BENGKULU, KOMPAS.com - Pagi itu, Gupardi (50) menyandang tas karung ditemani sisa hujan semalam menapaki jalan becek menuju kebun kopi miliknya yang ditempuh selama 1,5 jam di Desa Lubuk Resam, Kecamatan Seluma Utara, Kabupaten Seluma, Provinsi Bengkulu.
Peluh bercucuran membasahi dahi dan pakaiannya. Hari ini Gupardi berencana menyiangi kebun kopi yang sudah dipanen beberapa pekan lalu.
Begitulah rutinitas Gupardi dan ratusan warga Desa Lubuk Resam petani kopi setiap hari.

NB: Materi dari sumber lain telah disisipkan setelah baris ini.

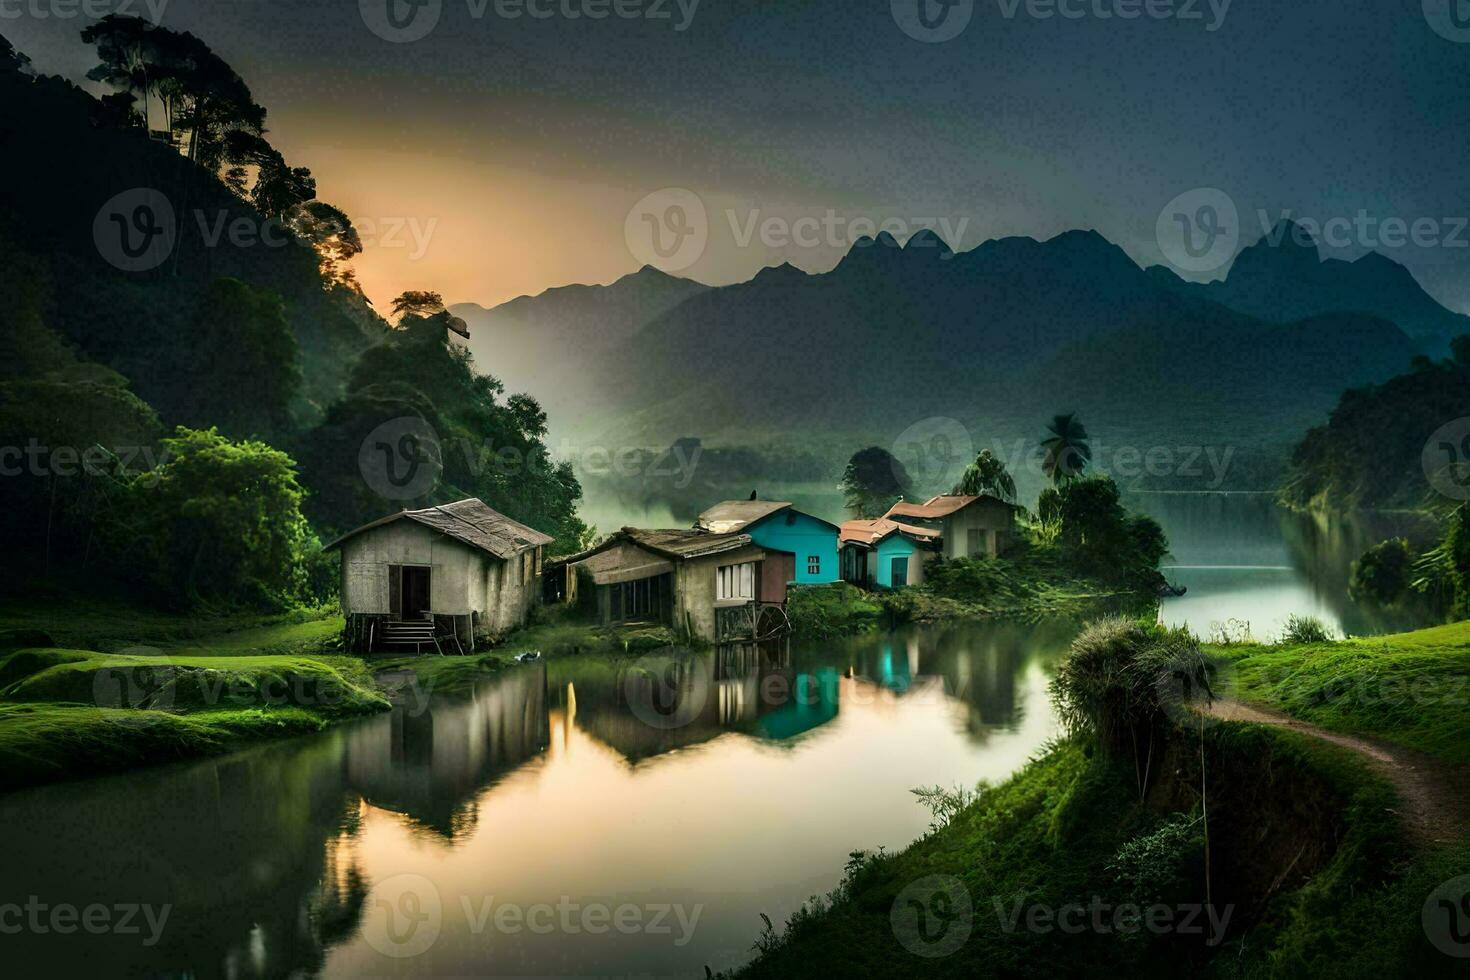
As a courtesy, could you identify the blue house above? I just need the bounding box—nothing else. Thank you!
[838,518,943,589]
[696,500,840,585]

Bertani, lalu menjual kopi ke tengkulak hingga tersaji di kafe-kafe ternama.
Perjuangan Gupardi dan ratusan petani kopi lain di Desa Lubuk Resam semakin berat sejak 10 tahun terakhir. Pasalnya, persoalan petani kopi semakin kompleks, mulai dari harga tak bersaing hingga cuaca ekstrem yang memengaruhi panen.
Baca juga: Sebelum Keracunan, Penghuni Kontrakan di Bantar Gebang Bekasi Beli 5 Saset Kopi Merek Berbeda
"Sejak 10 tahun terakhir hasil kopi terjun bebas atau menurun. Biasanya satu hektare kebun menghasilkan 2 ton kopi, tapi sekarang hanya 1 ton, banyak juga yang tidak sampai 1 ton. Penyebabnya, pupuk mahal dan langka, cuaca tak menentu, hingga tanah jenuh terlalu sering diberi pupuk kimia," cerita Gupardi.

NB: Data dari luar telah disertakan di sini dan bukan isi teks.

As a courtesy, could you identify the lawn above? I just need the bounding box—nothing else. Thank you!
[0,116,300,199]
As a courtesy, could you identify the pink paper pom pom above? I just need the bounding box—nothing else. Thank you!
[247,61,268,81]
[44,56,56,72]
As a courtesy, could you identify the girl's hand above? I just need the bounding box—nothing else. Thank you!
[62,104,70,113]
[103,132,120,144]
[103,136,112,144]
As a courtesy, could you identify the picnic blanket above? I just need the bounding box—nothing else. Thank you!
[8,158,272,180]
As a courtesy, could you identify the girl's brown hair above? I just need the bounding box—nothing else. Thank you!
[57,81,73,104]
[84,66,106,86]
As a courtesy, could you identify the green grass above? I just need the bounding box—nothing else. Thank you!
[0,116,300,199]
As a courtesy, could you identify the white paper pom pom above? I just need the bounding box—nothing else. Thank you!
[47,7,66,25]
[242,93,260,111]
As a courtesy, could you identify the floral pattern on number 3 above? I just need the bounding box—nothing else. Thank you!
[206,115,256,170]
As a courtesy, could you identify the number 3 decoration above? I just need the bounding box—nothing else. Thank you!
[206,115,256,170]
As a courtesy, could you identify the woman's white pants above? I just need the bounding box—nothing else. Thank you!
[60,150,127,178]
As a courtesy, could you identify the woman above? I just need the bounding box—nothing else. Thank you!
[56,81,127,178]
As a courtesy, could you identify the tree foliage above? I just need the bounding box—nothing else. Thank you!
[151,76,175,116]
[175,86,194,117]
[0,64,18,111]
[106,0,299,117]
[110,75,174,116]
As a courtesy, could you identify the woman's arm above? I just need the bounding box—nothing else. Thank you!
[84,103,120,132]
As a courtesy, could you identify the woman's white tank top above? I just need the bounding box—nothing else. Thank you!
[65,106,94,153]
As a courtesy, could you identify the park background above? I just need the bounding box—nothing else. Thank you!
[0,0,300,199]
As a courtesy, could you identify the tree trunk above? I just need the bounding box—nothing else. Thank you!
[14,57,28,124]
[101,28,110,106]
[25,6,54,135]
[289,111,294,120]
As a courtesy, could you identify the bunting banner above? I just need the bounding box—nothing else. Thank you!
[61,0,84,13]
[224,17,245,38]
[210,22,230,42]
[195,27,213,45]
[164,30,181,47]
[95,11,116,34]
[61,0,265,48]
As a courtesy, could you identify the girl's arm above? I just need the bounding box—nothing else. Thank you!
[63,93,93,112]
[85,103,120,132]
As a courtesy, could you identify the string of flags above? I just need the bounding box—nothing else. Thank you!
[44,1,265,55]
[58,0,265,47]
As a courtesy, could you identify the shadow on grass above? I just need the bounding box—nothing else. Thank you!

Menurut Gupardi, persoalan yang cukup mengkhawatirkan adalah cuaca ekstrem yang tidak dapat diprediksi sejak 10 tahun terakhir.

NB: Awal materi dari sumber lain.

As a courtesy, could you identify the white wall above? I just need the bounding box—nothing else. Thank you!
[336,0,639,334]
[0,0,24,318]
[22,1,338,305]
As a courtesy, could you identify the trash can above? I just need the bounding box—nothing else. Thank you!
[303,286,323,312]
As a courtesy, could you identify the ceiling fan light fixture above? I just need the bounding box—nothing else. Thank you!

"Kalau harga naik turun itu wajar, pupuk dari kimia ke organik saat ini sedang kami siasati. Namun cuaca ekstrem tak menentu sejak 10 tahun terakhir, tak mampu kami siasati. Ini membahayakan tanaman kopi," jelas Gupardi.
Gupardi berkata, saat ini cuaca sangat panas yang membuat banyak putik calon bunga kopi menjadi hangus. Kemudian saat hujan deras mengguyur wilayahnya, bunga kopi otomatis akan gugur.
Tanaman kopi memasuki fase berbunga mulai Juli hingga September. Kemudian fase bunga menjadi putik Oktober hingga Desember. Artinya, fase yang paling rawan pada tanaman budidaya kopi dimulai dari Juli hingga Desember.
"Juli hingga Desember saat ini panas dan hujan terjadi begitu luar biasa, jika panas maka panasnya terik menghanguskan putik bunga. Bila hujan maka hujannya panjang, menggugurkan bunga. Hal ini tidak pernah terjadi sebelumnya saat 10 tahun lalu" kata Gupardi.
"Saat putik bunga kopi hangus di terik matahari, maka pupuslah mimpi kami," tandasnya.
Ibarat sudah jatuh tertimpa tangga, jenuhnya tanah akibat tingginya penggunaan pupuk kimia juga melilit kebun-kebun petani di Bengkulu.
Sejumlah petani di Desa Lubuk Resam menjelaskan dalam perhitungan mereka per hektar kebun kopi membutuhkan 500 kg pupuk poshka.
"Itu kalau hasil mau maksimal. Belum lagi pupuk mahal sekarang sementara tanah sudah rusak akibat pupuk kimia. Pilihan mengelola pupuk organik mulai kami lakukan," ujar Gupardi.
Nestapa petani kopi ini sejauh ini belum menjadi perhatian serius pemerintah baik dalam penanganan infrastruktur, pengelolaan pupuk organik dan kompos, apalagi adaptasi dan mitigasi perubahan iklim.